Montco Offshore has seen a rise of about 10 percent in this type of work, which now accounts for about 65 percent of its business, according to Orgeron. The company provides lift boats for decommissionings.

There were great expectations that more work would come over the short term, said John A. Witte, Jr., executive vice president at Donjon Marine, based in Hillside, N.J. “Like everyone else, we are sitting and waiting for that to come to pass,” he said. “It’s work that continues to come out on a piecemeal basis.”

Donjon does leg and platform removal, as well as lifting components off the seafloor, he said. The company uses deck barges, tugboats, support craft and barges to carry and remove platforms and components to shore for disposal.

The recession and a slower than expected pace in well decommissioning has meant that the number of jobs for mariners in this sector has not significantly increased.
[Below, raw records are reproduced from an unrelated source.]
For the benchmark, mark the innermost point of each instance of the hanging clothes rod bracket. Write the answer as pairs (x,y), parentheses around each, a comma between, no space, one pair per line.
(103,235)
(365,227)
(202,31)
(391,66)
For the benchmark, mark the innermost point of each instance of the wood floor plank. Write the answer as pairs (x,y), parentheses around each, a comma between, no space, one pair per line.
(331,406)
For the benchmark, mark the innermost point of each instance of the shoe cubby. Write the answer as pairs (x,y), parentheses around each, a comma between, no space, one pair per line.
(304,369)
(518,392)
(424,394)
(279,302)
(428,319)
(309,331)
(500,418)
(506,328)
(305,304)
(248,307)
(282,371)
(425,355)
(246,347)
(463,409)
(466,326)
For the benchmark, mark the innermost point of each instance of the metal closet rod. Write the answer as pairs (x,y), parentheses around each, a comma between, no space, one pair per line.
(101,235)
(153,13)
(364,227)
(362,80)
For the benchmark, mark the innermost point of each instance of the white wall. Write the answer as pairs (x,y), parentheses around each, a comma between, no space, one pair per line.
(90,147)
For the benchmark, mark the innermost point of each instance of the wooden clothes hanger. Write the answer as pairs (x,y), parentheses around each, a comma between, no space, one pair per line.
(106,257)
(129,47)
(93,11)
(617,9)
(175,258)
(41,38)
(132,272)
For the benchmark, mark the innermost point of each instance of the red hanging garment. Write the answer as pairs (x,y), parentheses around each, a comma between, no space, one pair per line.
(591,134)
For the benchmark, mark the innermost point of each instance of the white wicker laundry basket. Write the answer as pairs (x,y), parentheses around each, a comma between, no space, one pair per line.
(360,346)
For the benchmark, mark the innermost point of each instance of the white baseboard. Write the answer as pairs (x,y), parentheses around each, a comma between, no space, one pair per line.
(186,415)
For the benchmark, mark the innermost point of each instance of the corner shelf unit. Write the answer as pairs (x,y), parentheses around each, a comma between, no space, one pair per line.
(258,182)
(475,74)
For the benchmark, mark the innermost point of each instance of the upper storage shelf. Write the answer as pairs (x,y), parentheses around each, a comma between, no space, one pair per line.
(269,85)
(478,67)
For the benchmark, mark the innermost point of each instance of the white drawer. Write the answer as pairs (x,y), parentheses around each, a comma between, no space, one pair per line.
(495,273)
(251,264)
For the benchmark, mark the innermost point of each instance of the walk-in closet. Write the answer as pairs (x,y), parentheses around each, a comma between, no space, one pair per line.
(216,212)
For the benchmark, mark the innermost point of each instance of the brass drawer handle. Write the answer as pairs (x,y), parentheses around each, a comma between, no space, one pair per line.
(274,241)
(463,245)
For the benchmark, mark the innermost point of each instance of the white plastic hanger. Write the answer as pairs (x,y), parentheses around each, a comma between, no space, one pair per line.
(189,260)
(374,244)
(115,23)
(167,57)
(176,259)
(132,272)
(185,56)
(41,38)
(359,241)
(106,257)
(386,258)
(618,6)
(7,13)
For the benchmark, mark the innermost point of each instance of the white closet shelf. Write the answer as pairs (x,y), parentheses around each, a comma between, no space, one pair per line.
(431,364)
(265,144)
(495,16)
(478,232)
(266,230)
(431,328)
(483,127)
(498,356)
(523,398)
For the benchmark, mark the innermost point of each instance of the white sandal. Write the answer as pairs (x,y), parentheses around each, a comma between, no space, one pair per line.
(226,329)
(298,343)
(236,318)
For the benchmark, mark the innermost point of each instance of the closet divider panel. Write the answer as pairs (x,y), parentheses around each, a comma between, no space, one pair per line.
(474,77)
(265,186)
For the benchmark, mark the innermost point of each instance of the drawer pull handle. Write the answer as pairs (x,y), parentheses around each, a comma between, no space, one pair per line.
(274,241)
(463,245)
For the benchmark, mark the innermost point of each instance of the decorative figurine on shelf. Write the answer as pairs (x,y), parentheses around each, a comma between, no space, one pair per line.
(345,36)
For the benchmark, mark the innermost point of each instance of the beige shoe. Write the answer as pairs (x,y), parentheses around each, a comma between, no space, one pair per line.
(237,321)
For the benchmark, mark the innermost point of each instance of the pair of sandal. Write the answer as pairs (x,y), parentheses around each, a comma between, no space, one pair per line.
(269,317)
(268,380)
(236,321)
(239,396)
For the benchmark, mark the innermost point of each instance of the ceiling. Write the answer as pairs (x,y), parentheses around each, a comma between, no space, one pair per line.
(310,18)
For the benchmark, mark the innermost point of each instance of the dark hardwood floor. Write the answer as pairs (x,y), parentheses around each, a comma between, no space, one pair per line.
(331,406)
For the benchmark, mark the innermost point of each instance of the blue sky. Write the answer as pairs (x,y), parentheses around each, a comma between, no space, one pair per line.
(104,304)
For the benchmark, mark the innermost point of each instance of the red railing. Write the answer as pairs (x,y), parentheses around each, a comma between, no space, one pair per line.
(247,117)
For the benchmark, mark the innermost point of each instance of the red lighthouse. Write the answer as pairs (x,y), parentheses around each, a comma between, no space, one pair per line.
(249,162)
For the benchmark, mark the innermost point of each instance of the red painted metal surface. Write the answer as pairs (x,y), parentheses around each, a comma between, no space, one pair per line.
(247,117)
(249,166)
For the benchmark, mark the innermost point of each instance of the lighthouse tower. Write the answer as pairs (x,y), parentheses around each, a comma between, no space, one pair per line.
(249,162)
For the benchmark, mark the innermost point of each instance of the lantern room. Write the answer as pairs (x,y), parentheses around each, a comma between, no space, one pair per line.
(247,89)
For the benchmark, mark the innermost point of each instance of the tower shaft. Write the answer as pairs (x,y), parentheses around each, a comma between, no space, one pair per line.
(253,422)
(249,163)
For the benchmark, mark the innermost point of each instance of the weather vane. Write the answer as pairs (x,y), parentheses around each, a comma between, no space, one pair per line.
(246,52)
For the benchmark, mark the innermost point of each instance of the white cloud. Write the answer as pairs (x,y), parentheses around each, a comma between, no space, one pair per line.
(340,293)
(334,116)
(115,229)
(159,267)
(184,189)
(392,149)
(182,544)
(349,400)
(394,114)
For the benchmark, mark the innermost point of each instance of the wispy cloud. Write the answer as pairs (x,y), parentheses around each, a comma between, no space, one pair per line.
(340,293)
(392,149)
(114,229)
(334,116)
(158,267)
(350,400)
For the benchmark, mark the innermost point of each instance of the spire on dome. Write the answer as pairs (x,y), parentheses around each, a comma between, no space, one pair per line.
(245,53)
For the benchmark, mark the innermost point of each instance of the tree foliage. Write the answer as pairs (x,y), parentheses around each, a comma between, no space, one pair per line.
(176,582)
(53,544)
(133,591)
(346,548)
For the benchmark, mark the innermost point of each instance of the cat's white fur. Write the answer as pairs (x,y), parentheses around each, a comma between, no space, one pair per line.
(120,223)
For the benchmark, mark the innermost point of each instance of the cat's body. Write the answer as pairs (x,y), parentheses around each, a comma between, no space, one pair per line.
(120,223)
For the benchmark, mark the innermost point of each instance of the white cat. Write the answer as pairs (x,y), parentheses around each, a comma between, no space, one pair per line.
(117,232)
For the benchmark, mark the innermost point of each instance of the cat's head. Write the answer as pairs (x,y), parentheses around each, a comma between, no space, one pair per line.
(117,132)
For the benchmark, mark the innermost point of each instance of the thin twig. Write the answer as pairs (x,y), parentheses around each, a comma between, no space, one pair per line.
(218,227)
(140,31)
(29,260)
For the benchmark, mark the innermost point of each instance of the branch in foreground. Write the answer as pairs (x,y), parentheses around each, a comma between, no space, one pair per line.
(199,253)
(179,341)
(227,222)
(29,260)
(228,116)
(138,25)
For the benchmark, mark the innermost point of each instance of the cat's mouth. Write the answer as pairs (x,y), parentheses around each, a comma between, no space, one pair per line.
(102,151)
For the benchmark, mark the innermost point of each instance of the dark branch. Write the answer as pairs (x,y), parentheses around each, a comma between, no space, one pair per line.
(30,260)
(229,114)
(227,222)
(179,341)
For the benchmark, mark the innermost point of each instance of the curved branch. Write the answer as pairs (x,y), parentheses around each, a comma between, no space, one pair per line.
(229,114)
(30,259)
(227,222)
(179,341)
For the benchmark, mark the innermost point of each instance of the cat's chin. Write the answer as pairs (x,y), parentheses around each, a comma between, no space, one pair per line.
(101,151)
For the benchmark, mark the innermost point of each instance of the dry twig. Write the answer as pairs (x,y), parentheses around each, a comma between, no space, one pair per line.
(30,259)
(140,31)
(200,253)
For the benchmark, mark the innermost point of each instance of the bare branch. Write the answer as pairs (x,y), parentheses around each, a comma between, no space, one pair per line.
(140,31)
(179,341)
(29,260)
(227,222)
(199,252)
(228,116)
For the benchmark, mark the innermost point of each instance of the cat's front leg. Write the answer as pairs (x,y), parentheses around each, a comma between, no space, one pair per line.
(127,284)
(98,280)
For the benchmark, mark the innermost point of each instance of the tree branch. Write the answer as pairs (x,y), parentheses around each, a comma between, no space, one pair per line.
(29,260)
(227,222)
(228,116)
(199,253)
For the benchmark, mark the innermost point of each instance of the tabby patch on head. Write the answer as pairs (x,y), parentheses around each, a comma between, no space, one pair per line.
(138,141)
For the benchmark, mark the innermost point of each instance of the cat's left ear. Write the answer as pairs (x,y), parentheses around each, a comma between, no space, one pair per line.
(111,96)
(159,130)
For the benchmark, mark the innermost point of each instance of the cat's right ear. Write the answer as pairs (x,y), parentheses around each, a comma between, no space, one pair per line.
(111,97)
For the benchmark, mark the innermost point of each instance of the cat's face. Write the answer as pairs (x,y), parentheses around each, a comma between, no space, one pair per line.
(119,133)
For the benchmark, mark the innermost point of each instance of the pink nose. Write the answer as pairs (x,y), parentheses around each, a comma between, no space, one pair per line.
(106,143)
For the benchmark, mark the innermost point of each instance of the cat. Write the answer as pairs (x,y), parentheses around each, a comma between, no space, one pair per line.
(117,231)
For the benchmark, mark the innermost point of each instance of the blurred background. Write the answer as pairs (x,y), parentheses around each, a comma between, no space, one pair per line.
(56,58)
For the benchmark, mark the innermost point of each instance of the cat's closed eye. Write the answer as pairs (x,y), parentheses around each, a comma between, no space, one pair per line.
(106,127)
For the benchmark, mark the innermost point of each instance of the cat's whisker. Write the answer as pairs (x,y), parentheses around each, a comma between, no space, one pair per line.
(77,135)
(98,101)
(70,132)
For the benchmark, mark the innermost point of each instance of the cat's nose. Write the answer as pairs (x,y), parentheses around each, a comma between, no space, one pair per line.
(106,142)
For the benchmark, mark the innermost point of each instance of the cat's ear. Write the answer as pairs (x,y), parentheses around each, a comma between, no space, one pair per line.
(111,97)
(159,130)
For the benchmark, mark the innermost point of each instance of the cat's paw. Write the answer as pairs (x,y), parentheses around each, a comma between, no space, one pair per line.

According to Gibilterra, many qualified workers had been employed in new construction or hurricane repairs when the recession hit. “They just kind of rolled over to do this work,” he said.

However, companies that invest in new boats or barges are hiring. In February, Montco was putting its latest lift boat, Robert, through sea trails. Orgeron said it will be the largest lift boat in the gulf.

The company is hiring for this boat, Orgeron said. Because the technology is much more complex, the company will be hiring licensed engineers at salaries approaching those of captains, he said. Montco will also need heavy lift managers, heavy lift riggers and welders. The company will likely hire an additional 20 people for this new lift boat.